Lookup order. At load time, ethoscopy checks three locations in this order:
<site-packages>/ethoscopy/misc/tutorial_data/— dev / editable installs and theethoscope-labDocker image (which pre-populates it at build time, see below).$ETHOSCOPY_TUTORIAL_DATA_DIRif set — useful for shared clusters where one admin-maintained copy serves many users.~/.cache/ethoscopy/tutorial_data/— the default fordownload_tutorial_data().
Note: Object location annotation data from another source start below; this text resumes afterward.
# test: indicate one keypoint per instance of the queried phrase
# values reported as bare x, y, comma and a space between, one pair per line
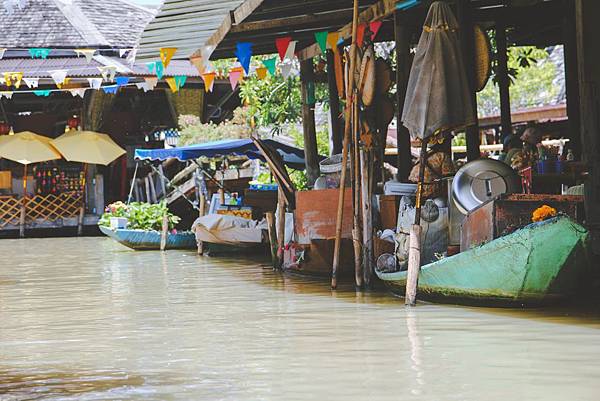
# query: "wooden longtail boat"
150, 240
535, 265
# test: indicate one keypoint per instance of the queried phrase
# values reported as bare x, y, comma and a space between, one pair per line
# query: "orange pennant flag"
261, 72
166, 54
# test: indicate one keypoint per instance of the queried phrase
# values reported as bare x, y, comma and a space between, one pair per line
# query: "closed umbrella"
87, 147
26, 148
438, 99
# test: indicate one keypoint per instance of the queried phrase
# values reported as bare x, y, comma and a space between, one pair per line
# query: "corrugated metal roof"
185, 24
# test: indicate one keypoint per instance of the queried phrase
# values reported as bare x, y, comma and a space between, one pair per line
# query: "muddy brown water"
86, 319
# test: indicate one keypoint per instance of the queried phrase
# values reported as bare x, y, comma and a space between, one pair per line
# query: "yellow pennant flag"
332, 39
172, 84
261, 72
13, 78
166, 54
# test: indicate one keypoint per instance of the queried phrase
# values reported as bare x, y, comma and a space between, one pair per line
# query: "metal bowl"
481, 180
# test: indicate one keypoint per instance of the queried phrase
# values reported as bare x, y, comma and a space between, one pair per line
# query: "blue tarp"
292, 156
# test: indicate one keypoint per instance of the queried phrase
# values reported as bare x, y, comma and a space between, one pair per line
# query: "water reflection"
85, 319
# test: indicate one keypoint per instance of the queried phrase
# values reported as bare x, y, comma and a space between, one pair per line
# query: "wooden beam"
377, 11
403, 64
335, 129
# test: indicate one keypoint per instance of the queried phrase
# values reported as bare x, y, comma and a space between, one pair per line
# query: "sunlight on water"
86, 319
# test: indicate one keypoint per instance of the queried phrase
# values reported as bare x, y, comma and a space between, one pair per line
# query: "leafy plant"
140, 216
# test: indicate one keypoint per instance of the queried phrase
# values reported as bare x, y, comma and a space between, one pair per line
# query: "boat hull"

The canonical URLs live at github.com/gilestrolab/ethoscopy/tree/main/src/ethoscopy/misc/tutorial_data. Place the six *.pkl files in any of the three locations above if you prefer to download manually.
ethoscope-lab users don't need to do anything. The Docker image (
ggilestro/ethoscope-lab:1.2and later) runsdownload_tutorial_data(dest_dir=package_tutorial_data_dir())during build, so the pickles are already present in the image. JupyterHub users can run the tutorials without any download step.
Why this changed
Versions 2.0.0–2.0.4 of the PyPI wheel unintentionally shipped without any tutorial pickles because .gitignore contained a blanket *.pkl rule that Hatchling's default VCS plugin honoured when building the wheel. Users running get_tutorial('overview') got FileNotFoundError with no guidance. Version 2.0.5 makes the omission explicit, ships a stdlib-only download helper with a user-writable default, surfaces an actionable error message when files are missing, and (for the Docker image) pre-populates them during the build so containerised users never see the download step.